P03-02

Biological Age Prediction Using a Deep Neural Network Based on Steroid Metabolic Pathways

Zi WANG *, Qiuyi WANG, Kenji MIZUGUCHI, Toshifumi TAKAO

IPR, Osaka University
( * E-mail: tokumunoboushi@yahoo.co.jp )

Aging, a multifaceted process marked by the progressive accumulation of cellular damage, necessitates a deeper understanding of biological aging mechanisms for effective intervention in age-related diseases. Previous research has established that steroid hormones, integral to a comprehensive system of physiological transformations, exhibit significant metabolic interactions. Additionally, stress-related corticosteroid hormones and sex hormones have been found to strongly correlate with the degree of physiological aging.
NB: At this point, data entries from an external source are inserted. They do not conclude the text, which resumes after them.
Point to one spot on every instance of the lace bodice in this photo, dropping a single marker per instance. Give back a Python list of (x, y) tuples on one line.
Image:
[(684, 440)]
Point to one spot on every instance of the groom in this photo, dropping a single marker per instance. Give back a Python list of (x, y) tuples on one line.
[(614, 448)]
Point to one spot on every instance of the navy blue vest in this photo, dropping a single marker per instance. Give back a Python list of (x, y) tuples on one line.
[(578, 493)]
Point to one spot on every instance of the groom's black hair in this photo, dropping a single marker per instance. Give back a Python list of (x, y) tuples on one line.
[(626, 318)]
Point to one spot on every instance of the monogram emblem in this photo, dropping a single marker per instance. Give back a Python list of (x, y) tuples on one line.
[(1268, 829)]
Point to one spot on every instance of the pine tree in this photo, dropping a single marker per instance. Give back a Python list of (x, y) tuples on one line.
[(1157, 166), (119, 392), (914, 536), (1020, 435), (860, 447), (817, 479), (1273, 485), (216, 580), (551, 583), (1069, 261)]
Consequently, utilizing steroid hormone interactions for BA estimation offers a more accurate and comprehensive approach. In this study, we introduce a novel method for BA prediction by developing a DNN model based on steroid metabolic pathways for both sexes. The model was constructed using 22 steroid profiles derived from 98 individual serum samples, analyzed with an in-house Liquid Chromatography-Mass Spectrometry/Mass Spectrometry (LC-MS/MS) method known for its high sensitivity and precision. To ensure the robustness and reliability of our models, we applied a rigorous data correction method to eliminate experimental batch effects and individual physiological variations, and tested the model on an additional 50 serum samples. Our approach provides deeper insights into aging heterogeneity and biological processes by developing a pathway-based DNN model that accounts for the expansion of aging heterogeneity over time and the biological interpretability of molecular interactions. By examining differences in metabolic pathways between sexes, we highlight the distinct effects of stress-related and sexual steroids on BA. Furthermore, our findings suggest that smoking habits may influence the BA of males, primarily through their impact on stress-related steroids. This study offers a more nuanced understanding of the aging process and holds promise for more accurate and comprehensive BA predictions compared to traditional methods.